Our GC guys didn't do the job that they were expected to do so for next
year they will have to earn their spots on the team and prove that they
are good enough to have a team built around them. I think even then they
will put a couple of guys in to help with the sprint finishes. For
example Aart Vierhouten and Leon van Bon, they are my two best guys for
pulling the sprint. When they've done it, I've won. Like in the Tour of
Holland we worked well together twice and I won twice in a row. So I'm
expecting that sort of help and I can provide the results then.
Rob: - How do you think the new recruits from Heiko's team, namely Marcel
Gono and Jay Sweet, will handle their first year?
RM: - For a rider like Marcel, I think he'll find it tough for the first
year. Being a sprinter it's a little easier you can go to an easier race
where there aren't so many fast guys, or you can even go where they all
are, but you can follow and you do your sprint and there's only so fast
you can go on a bike. So sprinting you can come in and be competitive
almost right away. But Marcel is the type of rider who is more of a
climber and time trialist - especially - and there's a lot of really
good time triallers. It's something you've got to develop. You have to
develop as a rider and grow in strength and it takes a few years to do
that. I think you'll see Marcel coming through in a year or two, but I
think he will make it.
I think Jay will come up. I think in the first year he will get the
attention of a few. I think he'll win a couple of races and get his name
straight up there. And a few guys who'll think, "Who's this?" Especially
in the French races and with that team, I think they'll provide him with
a program that will suit him and they'll take him to races where he can
be competitive and not get thrashed around: that's important in your
first year - not to get too wasted!
Rob: - He's similar to you in your style and [BMX] background. Has he got
a similar sprint to you. Is that something you discuss? The way you get
to the front, is one more aggressive than others?
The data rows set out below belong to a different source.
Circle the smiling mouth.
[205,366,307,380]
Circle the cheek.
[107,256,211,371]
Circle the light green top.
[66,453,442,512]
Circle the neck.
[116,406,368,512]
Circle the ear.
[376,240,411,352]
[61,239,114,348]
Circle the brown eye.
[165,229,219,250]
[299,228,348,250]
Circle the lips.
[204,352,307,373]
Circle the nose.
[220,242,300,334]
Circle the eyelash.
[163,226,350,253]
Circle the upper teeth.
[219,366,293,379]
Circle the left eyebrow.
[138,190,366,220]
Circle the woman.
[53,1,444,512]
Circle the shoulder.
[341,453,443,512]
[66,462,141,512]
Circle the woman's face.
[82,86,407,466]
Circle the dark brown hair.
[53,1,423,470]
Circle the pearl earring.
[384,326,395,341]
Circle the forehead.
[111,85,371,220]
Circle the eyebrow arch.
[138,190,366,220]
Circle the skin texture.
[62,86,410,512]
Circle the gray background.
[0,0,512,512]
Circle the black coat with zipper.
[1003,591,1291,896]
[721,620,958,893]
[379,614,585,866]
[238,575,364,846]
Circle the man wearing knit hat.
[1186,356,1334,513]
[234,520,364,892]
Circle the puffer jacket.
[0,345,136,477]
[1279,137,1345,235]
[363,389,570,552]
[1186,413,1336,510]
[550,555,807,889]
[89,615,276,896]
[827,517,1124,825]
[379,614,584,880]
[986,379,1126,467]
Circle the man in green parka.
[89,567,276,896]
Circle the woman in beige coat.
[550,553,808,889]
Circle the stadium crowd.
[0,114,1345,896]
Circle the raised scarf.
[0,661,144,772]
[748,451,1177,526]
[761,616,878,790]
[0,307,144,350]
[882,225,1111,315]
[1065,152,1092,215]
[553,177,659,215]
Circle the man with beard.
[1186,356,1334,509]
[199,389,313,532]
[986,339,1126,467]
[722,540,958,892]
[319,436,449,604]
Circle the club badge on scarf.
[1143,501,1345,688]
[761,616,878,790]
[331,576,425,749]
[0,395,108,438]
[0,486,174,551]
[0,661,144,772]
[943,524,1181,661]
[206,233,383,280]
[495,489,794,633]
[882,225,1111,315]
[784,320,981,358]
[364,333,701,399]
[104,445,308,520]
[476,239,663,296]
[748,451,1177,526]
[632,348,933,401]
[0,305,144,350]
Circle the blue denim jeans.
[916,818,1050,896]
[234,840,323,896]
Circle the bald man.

RM: - What I've seen of Jay in the last couple of years, all his wins have
been through the [Giant-AIS] boys - the text-book lead-out sort of
thing. That's really good because you've got to get used to that coming
into the pros because that's how you win. Sometimes in the amateurs you
can sit back in the bunch and and move through and do you sprint and
win, but in the pros you have to be more organised. I think Jay is ready
to go through. It's just a matter of whether his team can work for him
the way he needs. And I don't think they can in races other than some
French races. Otherwise he may have to work off the bigger teams or just
have a worker or two to help him up and save his energy.